Pycnogonida (sea spiders) is a group of bizarre marine arthropods, which are widely accepted as a member of the Chelicerata (true spiders, scorpions and kin), in which they represent the sister group of all remaining extant taxa (termed Euchelicerata). Interestingly, the development of the nervous system, i.e. neurogenesis, in pycnogonids differs from that of other chelicerates in that it appears to feature large neural stem cells (NSCs) which show high mitotic activity as well as a morphologically asymmetric mode of division. These cells show many similarities with neuroblasts (NBs), a well-characterized type of neural stem cell driving neurogenesis in the Pancrustacea (crustaceans + Hexapoda). Neuroblasts also divide asymmetrically resulting in one daughter cell retaining NB identity while the other assumes the identity of a so-called ganglion mother cell (GMC), which in turn divides typically only once and symmetrically, producing two post-mitotic neurons/glial cells. In pycnogonids, similar cells, which are morphologically smaller than the NSCs and divide symmetrically, have previously been described and termed intermediate neural precursor (INP).

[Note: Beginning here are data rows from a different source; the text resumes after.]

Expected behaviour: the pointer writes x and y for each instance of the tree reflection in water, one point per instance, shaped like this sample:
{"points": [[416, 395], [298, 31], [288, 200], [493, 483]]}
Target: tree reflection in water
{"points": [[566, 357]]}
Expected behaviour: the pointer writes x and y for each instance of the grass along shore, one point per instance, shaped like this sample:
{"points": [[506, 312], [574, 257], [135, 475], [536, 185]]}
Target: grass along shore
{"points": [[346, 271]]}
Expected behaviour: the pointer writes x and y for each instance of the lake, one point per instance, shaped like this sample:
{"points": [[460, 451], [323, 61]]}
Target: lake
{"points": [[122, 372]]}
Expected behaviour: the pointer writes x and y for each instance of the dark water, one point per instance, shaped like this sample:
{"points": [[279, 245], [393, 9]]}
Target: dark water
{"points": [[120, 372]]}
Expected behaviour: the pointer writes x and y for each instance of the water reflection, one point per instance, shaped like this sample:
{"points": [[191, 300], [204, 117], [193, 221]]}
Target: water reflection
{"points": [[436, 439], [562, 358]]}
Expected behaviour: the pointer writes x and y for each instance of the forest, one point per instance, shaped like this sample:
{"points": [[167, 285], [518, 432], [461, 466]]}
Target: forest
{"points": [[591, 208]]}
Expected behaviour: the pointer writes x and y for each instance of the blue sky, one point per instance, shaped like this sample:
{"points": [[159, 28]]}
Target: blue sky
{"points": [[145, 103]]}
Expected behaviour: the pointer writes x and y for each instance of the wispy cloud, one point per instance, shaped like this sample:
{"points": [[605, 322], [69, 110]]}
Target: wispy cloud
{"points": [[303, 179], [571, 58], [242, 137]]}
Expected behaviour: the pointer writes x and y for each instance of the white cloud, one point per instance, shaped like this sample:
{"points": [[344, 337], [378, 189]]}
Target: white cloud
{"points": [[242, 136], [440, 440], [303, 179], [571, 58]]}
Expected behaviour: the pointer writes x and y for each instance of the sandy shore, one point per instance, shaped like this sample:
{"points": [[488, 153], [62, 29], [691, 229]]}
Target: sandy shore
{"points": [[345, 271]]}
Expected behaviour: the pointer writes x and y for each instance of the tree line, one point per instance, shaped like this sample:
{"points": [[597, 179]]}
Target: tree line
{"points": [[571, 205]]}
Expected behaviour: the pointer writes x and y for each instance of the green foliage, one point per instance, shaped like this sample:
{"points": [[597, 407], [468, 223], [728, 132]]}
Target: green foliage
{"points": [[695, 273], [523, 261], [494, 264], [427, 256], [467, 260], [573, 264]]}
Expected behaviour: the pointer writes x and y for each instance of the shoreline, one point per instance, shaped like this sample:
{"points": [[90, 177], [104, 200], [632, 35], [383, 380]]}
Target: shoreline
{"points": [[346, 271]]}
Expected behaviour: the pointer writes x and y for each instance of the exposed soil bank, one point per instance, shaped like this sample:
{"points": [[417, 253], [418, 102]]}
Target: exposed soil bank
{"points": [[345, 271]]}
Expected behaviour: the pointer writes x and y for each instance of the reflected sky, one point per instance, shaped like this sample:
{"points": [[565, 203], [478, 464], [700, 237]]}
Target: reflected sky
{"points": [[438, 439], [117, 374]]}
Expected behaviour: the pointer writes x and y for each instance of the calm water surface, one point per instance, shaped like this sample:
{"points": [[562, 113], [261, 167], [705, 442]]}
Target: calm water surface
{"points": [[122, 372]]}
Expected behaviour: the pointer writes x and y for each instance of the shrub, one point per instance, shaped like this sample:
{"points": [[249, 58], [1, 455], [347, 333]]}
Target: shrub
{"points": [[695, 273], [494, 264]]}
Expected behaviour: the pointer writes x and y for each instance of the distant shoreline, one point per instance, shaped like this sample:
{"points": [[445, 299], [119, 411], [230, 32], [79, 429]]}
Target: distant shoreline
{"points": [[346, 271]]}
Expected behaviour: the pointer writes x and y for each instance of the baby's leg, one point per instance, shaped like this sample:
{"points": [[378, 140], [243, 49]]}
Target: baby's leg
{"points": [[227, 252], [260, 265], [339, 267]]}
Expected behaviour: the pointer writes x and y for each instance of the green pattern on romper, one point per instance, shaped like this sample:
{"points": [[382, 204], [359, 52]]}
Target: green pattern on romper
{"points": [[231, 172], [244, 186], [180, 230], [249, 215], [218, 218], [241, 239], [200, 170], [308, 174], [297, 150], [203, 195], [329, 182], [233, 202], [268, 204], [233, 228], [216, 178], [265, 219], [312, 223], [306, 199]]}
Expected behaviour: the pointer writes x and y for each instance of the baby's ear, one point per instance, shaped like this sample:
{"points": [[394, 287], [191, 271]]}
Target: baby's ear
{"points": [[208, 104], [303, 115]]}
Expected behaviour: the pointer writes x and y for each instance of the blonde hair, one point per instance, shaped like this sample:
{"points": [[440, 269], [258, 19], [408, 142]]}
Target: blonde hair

However, these morphological cell type descriptions in pycnogonids are insufficient to make any informed assumptions about whether they are homologous to the neurogenic cell types of pancrustaceans. With gene expression studies addressing pycnogonid neurogenesis being so far completely lacking, this study aims to provide first insights into the transcriptional profiles of pycnogonid NSCs and INPs, to enable their comparison to the pancrustacean NBs and GMCs. To this end, the expression of a set of conserved candidate genes, which are involved in arthropod neurogenesis is studied with hybridization chain reaction fluorescent in-situ hybridization (HCR-FISH) in combination with cytoskeletal and nuclear staining.